Three new notes for you:

1.5Y USD, BRC on HP, 8% guaranteed coupon

On 27th of February HP Inc missed its Q1 revenues target by USD 150 M. On the other hand, the company beat slightly its earning per share. As a result, the stock heavily dropped by 16.94% on the 27th of February. Still the company reiterates its FY19 guidance with EPS from USD 2.12 to USD 2.22. After the recent results, Bank of America downgraded HP Inc from Buy to Underperform and lowering the target from $ 30 to $19

Some investors believe that the stock drop was exaggerated, that the company should still have a good potential betting on the growth of the 3D printing industry (referred to by HP Inc CEO as the “Fourth industrial revolution). Qualified investors with some conviction on the stock and the industry could consider the recent peak of volatility as an opportunity to gain exposure to HP Inc either directly or via a structured strategy

The structure runs for 18 months, offering a guaranteed return of 8% p.a. The structure offers a capital protection thanks to a European barrier at 73% (equivalent at USD 16.95). Other alternatives are available (see below) on other names such as Tesla, Kraft… which have seen their stocks dropping last week

Product Parameters

Issuer rating A (rated by S&P)
Currency USD
Maturity 1.5 Year
Underlying HP inc. (HPQ UN)
Frequency Quarterly payment
Guaranteed coupon 8% p.a.
European barrier 72.84%
Investor Profil Neutral
Delivery Cash or Physical
Alternatives 1Y, Kraft, EU KI 70.92%, 8.00% p.a. guaranteed; 1Y, Tesla, EU KI 50%, 13.26% p.a. guaranteed; 1Y, WO: Tesla, HP, EU KI 50%, 14.52% p.a. guaranteed

Mechanism

Scenario 1:At maturity, HP up by 10%
Payoff:Qualified investors get 100% capital back + 2% coupon (8% p.a.). 10% coupon has already been paid (payout = 112%)

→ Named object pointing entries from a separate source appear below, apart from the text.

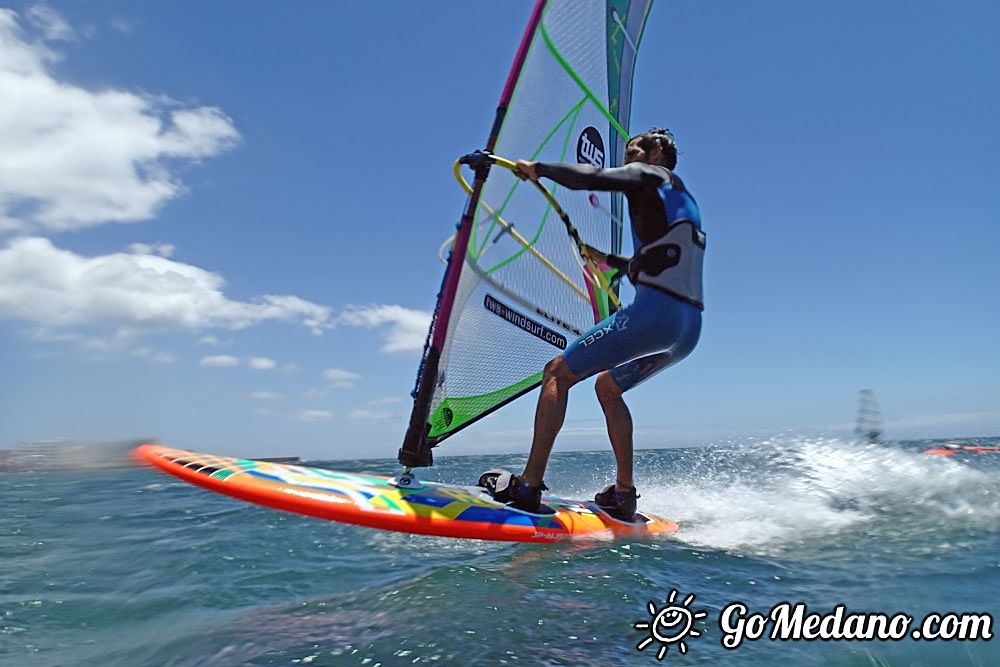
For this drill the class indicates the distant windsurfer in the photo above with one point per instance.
(659, 328)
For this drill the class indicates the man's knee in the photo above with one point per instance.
(607, 388)
(558, 371)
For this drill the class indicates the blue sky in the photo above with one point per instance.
(220, 226)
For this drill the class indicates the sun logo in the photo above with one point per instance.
(670, 625)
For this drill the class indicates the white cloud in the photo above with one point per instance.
(161, 249)
(54, 288)
(315, 393)
(156, 356)
(71, 158)
(261, 363)
(341, 379)
(312, 415)
(406, 329)
(220, 361)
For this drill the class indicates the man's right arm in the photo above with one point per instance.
(630, 178)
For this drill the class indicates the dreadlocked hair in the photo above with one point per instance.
(662, 137)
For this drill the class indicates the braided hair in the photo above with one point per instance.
(660, 136)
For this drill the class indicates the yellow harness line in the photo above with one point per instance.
(509, 228)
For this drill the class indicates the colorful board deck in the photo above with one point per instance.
(370, 500)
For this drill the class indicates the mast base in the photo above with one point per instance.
(421, 458)
(406, 480)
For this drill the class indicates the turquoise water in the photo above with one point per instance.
(132, 567)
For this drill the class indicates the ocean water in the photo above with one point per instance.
(134, 568)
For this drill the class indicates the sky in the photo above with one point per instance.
(219, 223)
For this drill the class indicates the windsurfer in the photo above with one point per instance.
(659, 328)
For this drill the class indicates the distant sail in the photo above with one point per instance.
(516, 292)
(869, 423)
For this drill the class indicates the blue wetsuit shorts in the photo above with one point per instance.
(653, 332)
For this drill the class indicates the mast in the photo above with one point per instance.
(416, 449)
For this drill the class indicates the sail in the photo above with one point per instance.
(517, 292)
(868, 426)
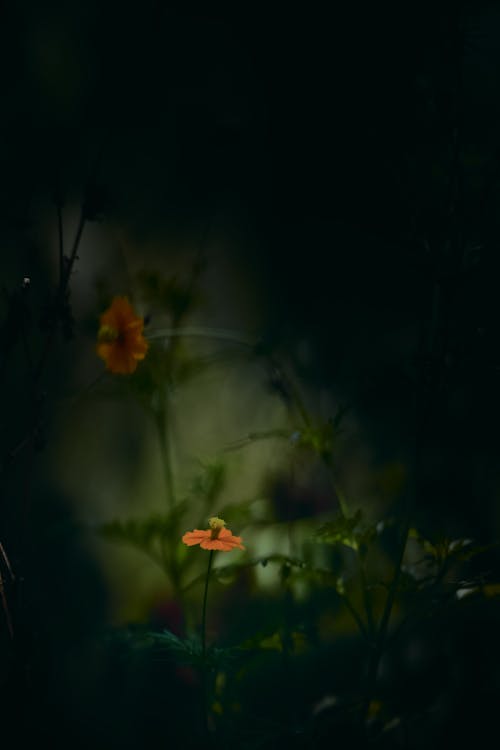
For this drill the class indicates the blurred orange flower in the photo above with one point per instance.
(120, 340)
(216, 537)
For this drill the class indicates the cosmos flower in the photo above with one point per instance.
(120, 340)
(216, 537)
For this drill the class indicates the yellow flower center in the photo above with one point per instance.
(107, 334)
(216, 524)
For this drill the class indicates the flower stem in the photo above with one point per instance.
(204, 610)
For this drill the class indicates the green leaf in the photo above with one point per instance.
(342, 530)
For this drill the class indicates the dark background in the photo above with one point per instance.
(360, 150)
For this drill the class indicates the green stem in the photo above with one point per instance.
(204, 680)
(204, 610)
(380, 641)
(163, 427)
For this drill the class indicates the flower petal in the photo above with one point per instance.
(195, 537)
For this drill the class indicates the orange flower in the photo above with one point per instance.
(120, 340)
(216, 537)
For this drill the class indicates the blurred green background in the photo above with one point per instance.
(338, 174)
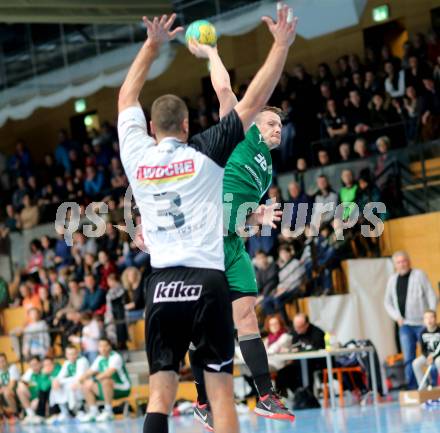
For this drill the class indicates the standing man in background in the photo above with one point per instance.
(408, 295)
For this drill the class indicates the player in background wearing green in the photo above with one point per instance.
(107, 378)
(248, 175)
(9, 377)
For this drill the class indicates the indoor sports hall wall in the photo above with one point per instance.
(243, 54)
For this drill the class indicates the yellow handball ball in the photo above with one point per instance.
(203, 32)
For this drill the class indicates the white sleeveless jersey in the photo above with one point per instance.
(178, 189)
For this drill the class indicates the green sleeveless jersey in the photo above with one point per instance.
(248, 175)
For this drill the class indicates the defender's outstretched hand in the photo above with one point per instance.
(158, 30)
(284, 30)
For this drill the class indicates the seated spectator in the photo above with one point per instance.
(334, 123)
(348, 193)
(360, 148)
(394, 81)
(48, 251)
(266, 272)
(9, 377)
(29, 299)
(301, 205)
(410, 112)
(27, 391)
(66, 388)
(94, 298)
(345, 152)
(131, 280)
(359, 117)
(408, 295)
(106, 379)
(49, 371)
(381, 114)
(20, 191)
(36, 260)
(74, 303)
(291, 275)
(323, 158)
(278, 340)
(305, 337)
(430, 111)
(106, 267)
(414, 74)
(94, 182)
(430, 344)
(91, 332)
(36, 339)
(29, 215)
(325, 196)
(114, 319)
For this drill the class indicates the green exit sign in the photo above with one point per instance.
(381, 13)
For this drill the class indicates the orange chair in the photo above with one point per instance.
(339, 372)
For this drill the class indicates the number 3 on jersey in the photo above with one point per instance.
(171, 210)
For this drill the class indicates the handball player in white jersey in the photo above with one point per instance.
(177, 186)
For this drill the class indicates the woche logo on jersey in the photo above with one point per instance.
(165, 173)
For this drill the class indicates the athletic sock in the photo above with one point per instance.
(30, 412)
(63, 409)
(255, 356)
(156, 423)
(199, 378)
(94, 410)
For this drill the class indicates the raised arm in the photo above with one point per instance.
(220, 79)
(158, 32)
(263, 84)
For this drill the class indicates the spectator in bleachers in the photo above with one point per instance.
(19, 192)
(9, 377)
(266, 273)
(29, 214)
(324, 196)
(29, 299)
(348, 193)
(49, 371)
(301, 205)
(345, 152)
(323, 158)
(335, 124)
(430, 111)
(94, 297)
(131, 280)
(305, 337)
(358, 117)
(36, 260)
(48, 251)
(360, 148)
(278, 340)
(66, 388)
(27, 391)
(75, 301)
(394, 81)
(106, 379)
(430, 345)
(408, 295)
(106, 267)
(36, 339)
(93, 183)
(91, 332)
(115, 312)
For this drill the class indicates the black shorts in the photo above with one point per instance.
(189, 305)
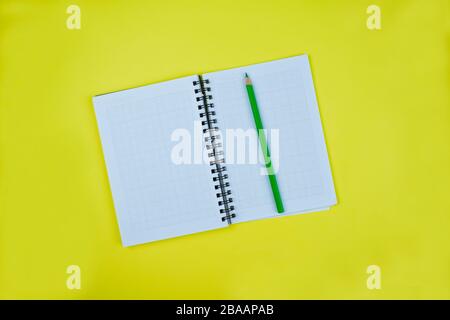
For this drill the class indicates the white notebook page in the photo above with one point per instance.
(153, 197)
(287, 102)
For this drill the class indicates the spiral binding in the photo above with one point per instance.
(213, 144)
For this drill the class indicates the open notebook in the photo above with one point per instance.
(156, 197)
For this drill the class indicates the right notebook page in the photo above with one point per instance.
(290, 114)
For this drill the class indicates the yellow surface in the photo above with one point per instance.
(384, 99)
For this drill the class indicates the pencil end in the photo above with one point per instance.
(247, 79)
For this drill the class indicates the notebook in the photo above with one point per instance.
(172, 165)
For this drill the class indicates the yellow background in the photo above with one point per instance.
(384, 101)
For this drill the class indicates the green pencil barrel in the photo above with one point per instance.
(265, 149)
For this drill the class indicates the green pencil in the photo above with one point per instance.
(264, 146)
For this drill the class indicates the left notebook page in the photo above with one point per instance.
(154, 196)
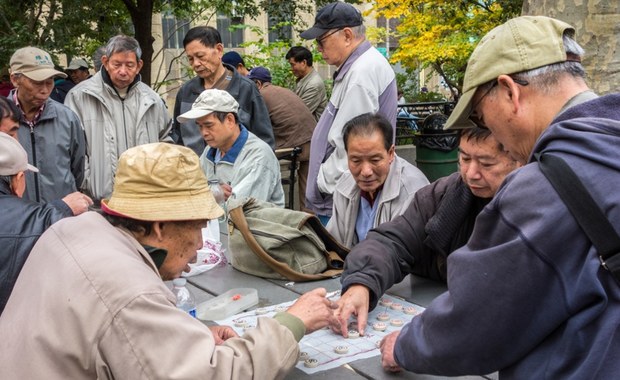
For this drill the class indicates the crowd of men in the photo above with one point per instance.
(519, 269)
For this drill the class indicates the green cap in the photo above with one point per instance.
(520, 44)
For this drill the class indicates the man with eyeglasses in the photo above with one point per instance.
(363, 82)
(527, 296)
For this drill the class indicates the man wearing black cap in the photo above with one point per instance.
(364, 82)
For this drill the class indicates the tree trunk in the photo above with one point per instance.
(597, 27)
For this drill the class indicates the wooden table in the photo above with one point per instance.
(270, 292)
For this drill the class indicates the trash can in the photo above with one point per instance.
(436, 148)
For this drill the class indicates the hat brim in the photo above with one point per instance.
(43, 74)
(193, 114)
(313, 33)
(459, 118)
(199, 206)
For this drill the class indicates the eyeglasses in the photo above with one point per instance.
(478, 119)
(319, 41)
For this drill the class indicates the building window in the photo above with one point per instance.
(174, 30)
(279, 30)
(230, 38)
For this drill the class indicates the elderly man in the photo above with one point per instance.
(310, 86)
(379, 185)
(235, 155)
(22, 221)
(291, 120)
(364, 82)
(50, 133)
(102, 309)
(439, 220)
(204, 49)
(529, 281)
(118, 112)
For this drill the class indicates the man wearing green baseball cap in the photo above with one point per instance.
(528, 296)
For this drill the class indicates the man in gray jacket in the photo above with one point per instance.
(118, 112)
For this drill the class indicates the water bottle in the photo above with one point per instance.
(185, 299)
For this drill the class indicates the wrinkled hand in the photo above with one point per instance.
(387, 352)
(78, 202)
(354, 302)
(314, 310)
(222, 333)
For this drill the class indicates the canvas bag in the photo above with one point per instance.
(278, 243)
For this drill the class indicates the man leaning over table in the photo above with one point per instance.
(90, 301)
(237, 157)
(528, 295)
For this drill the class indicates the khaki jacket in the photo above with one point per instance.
(89, 303)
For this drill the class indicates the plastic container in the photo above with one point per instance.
(185, 298)
(227, 304)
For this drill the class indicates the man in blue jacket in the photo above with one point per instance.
(527, 296)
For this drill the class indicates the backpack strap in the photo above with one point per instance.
(584, 209)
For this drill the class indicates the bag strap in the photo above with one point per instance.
(584, 209)
(237, 216)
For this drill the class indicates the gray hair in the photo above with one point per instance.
(122, 43)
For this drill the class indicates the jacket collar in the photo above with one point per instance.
(234, 151)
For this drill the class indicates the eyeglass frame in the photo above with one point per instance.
(319, 41)
(477, 121)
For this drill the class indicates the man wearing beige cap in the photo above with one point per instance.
(51, 133)
(21, 221)
(234, 155)
(528, 296)
(90, 302)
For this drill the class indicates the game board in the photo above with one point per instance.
(323, 350)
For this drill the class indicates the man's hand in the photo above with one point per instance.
(354, 302)
(222, 333)
(387, 352)
(78, 202)
(314, 310)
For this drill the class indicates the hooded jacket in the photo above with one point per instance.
(527, 295)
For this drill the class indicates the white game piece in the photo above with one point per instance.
(379, 326)
(311, 363)
(240, 323)
(281, 308)
(303, 356)
(385, 302)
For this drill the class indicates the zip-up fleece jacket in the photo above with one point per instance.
(114, 124)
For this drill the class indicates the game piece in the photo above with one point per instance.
(311, 363)
(385, 302)
(396, 306)
(379, 326)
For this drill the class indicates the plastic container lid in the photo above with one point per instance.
(227, 304)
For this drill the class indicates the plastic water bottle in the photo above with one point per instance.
(185, 299)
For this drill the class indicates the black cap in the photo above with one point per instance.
(333, 16)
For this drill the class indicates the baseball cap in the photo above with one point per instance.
(77, 63)
(261, 73)
(232, 58)
(34, 63)
(521, 44)
(13, 158)
(161, 182)
(210, 101)
(333, 16)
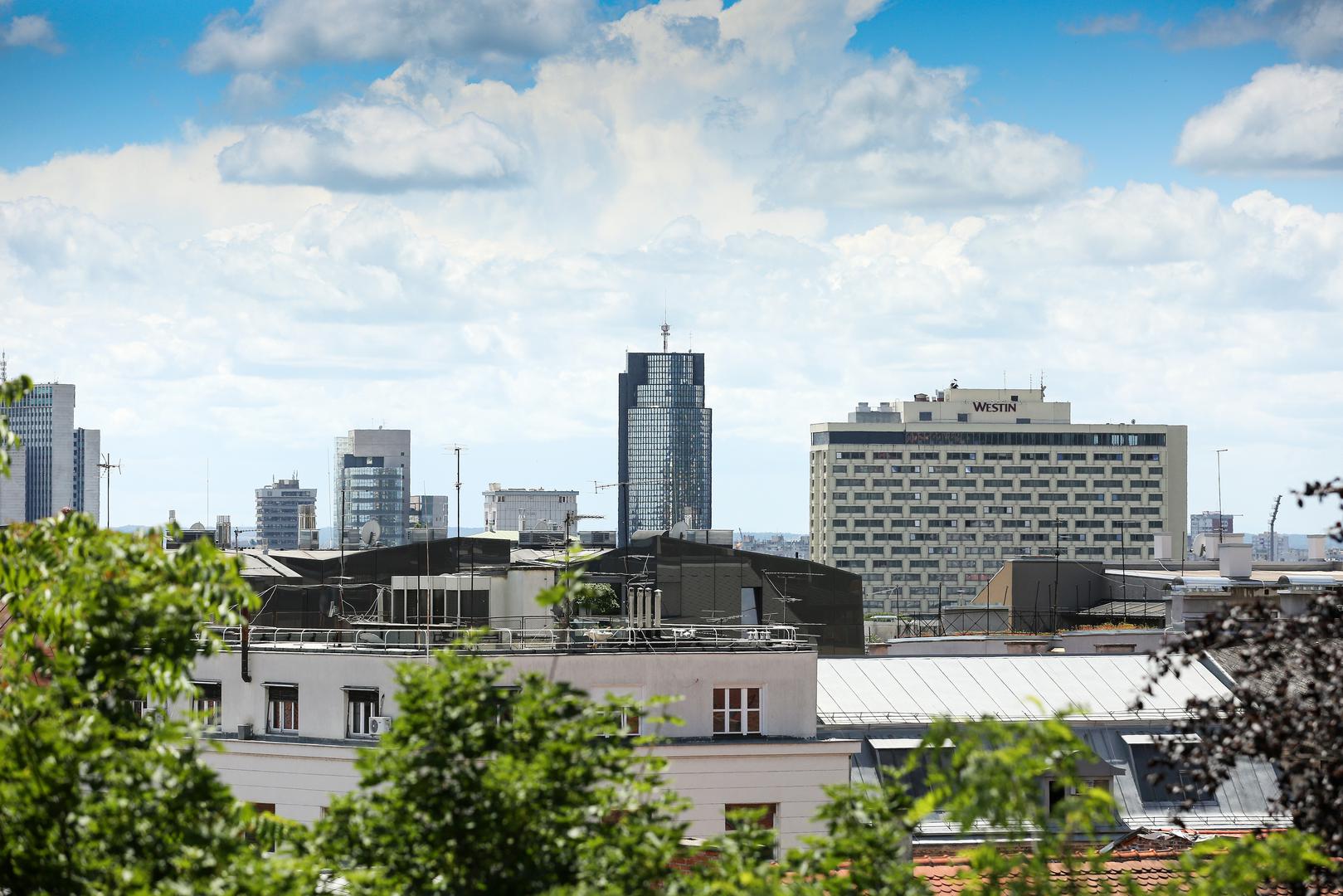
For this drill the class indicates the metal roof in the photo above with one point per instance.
(1139, 609)
(919, 689)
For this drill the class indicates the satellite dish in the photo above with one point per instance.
(370, 533)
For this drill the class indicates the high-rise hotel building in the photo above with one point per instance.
(926, 499)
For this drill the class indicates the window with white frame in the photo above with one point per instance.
(737, 711)
(282, 709)
(207, 704)
(360, 707)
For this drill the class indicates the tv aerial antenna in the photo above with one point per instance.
(370, 533)
(106, 466)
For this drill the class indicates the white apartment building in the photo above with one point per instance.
(61, 461)
(926, 499)
(293, 712)
(371, 483)
(528, 509)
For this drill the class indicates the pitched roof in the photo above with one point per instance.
(919, 689)
(1147, 869)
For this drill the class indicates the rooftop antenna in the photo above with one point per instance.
(108, 466)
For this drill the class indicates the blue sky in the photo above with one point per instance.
(281, 226)
(1124, 95)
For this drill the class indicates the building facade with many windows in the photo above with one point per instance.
(61, 462)
(372, 483)
(285, 509)
(926, 499)
(528, 509)
(665, 444)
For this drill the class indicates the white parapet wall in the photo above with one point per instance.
(785, 766)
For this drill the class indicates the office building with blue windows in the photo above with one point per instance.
(665, 442)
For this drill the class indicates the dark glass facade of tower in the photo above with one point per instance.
(666, 444)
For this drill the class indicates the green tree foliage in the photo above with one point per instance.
(95, 794)
(490, 789)
(10, 392)
(598, 598)
(479, 787)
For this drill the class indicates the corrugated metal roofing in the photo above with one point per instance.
(919, 689)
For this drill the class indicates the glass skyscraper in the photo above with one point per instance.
(666, 442)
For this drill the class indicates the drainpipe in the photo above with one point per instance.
(246, 672)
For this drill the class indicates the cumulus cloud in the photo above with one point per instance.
(1106, 23)
(208, 305)
(687, 114)
(30, 32)
(1310, 28)
(375, 148)
(896, 136)
(290, 328)
(1286, 119)
(250, 91)
(278, 34)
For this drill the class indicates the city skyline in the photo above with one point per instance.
(239, 234)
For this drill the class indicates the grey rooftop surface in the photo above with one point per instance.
(919, 689)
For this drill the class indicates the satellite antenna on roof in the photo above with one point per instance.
(370, 533)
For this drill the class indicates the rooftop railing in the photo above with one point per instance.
(408, 640)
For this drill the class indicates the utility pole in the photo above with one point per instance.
(1053, 609)
(1221, 520)
(108, 466)
(457, 572)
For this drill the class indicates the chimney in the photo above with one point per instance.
(1162, 546)
(1315, 547)
(1234, 561)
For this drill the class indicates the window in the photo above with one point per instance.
(1158, 778)
(1058, 794)
(907, 761)
(207, 704)
(763, 813)
(626, 719)
(282, 709)
(737, 711)
(360, 707)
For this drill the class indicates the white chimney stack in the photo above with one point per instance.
(1162, 546)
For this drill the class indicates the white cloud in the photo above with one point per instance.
(1104, 24)
(1310, 28)
(1286, 119)
(375, 148)
(30, 32)
(896, 136)
(249, 91)
(278, 34)
(679, 110)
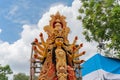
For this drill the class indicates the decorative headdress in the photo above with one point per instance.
(57, 28)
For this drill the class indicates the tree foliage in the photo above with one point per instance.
(4, 71)
(101, 22)
(21, 76)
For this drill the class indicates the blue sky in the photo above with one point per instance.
(21, 21)
(15, 13)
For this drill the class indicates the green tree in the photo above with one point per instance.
(4, 71)
(101, 22)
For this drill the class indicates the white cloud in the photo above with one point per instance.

Scenario 2:At maturity, HP down by 5%
Payoff:Qualified investors get 100% capital back + 2% coupon (8% p.a.). 10% coupon has already been paid (payout = 112%)

Scenario 3:At maturity, HP down by 30%
Payoff:Qualified investors get 70% capital back + 2% coupon (8% p.a.). 10% coupon has already been paid (payout = 82%)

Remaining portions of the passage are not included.